Foreign Policy Research Institute A Nation Must Think Before it Acts The Dignity of Difference: How to Avoid the Clash of Civilizations

The Dignity of Difference: How to Avoid the Clash of Civilizations

Religion has become a fateful force in the contemporary world and it is crucial that it be a force for good—for conflict resolution, not just conflict creation. If religion in the twenty-first century is not part of the solution, then it will surely be part of the problem.

I am going to put forward a simple but radical idea. It is difficult to say something new about the world’s great faiths, thousands of years old, but that is what I want to do—to offer a new reading, more precisely a new listening, to some ancient texts. The reason I do so is because our situation in the twenty-first century, especially post–September 11, is new, in three ways:

First, religion has returned against all expectation in many parts of the world, as a powerful, even shaping, force.

Second, its presence has been particularly evident in conflict zones throughout the world—in Bosnia, Kosovo, Chechnya, Kashmir, other parts of India and Pakistan, Northern Ireland, the Middle East, sub-Saharan Africa, and parts of Asia.

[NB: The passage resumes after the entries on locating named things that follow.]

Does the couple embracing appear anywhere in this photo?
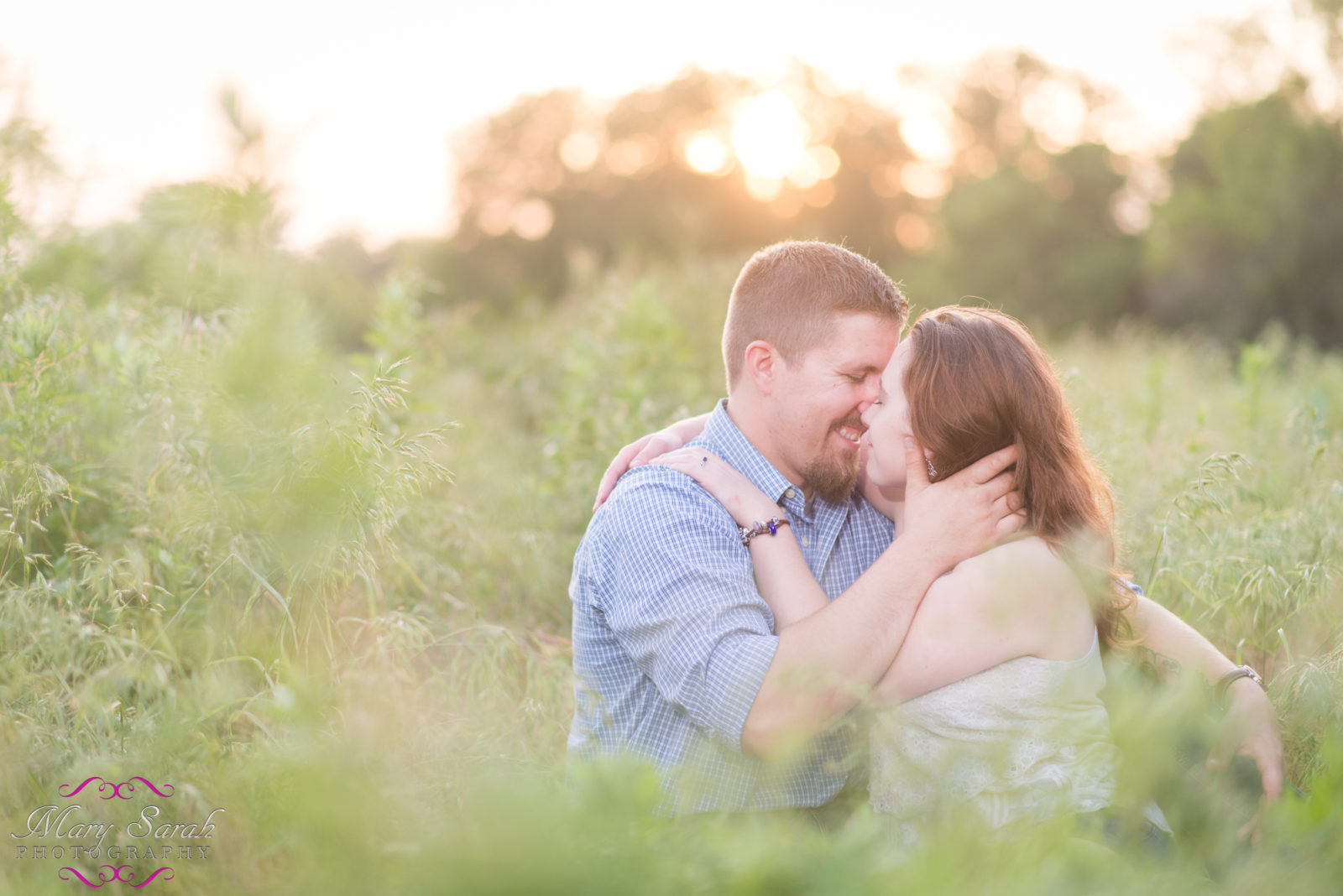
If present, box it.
[568,242,1281,842]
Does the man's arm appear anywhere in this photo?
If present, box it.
[1130,596,1283,800]
[741,440,1022,757]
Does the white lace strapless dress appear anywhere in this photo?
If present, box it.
[868,628,1119,845]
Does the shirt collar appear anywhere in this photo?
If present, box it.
[690,399,841,519]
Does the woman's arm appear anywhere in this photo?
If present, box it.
[650,448,830,633]
[1128,596,1283,800]
[660,439,1022,757]
[593,413,709,513]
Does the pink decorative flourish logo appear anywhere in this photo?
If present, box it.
[58,869,172,889]
[56,775,175,799]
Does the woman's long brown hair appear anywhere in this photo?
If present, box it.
[904,306,1133,647]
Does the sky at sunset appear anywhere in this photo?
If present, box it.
[8,0,1289,247]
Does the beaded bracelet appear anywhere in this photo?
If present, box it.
[1213,665,1264,706]
[737,517,790,547]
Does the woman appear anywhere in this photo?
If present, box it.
[654,307,1160,842]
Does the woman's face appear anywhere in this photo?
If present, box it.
[862,338,913,488]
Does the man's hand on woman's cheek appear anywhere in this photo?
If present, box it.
[905,439,1026,571]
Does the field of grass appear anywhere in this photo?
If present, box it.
[0,247,1343,893]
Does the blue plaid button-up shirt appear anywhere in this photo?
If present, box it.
[568,401,893,811]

Third, religion is often at the heart of conflict. It has been said that the Catholic Croats, Orthodox Serbs, and Muslims in the Balkans speak the same language and share the same race; the only thing that divides them is religion, which none of them believe. Religion is the fault-line along which the sides divide. The reason is simple. Whereas, broadly speaking, the twentieth century was dominated by the politics of ideology, the twenty-first century is and will be dominated by the politics of identity—by the questions “Who am I?” and “Why am I here?” Now the three great institutions of modernity which have dominated the West since the seventeenth century—science, economics, and politics—are more procedural than substantive. They answer the questions of “What?” and “How?” They do not answer the questions “Who?” and “Why?” Therefore, when politics turns from ideology to identity, people turn to religion, the great set of answers to the questions, “Who am I?” and “Of what narrative am I a part?”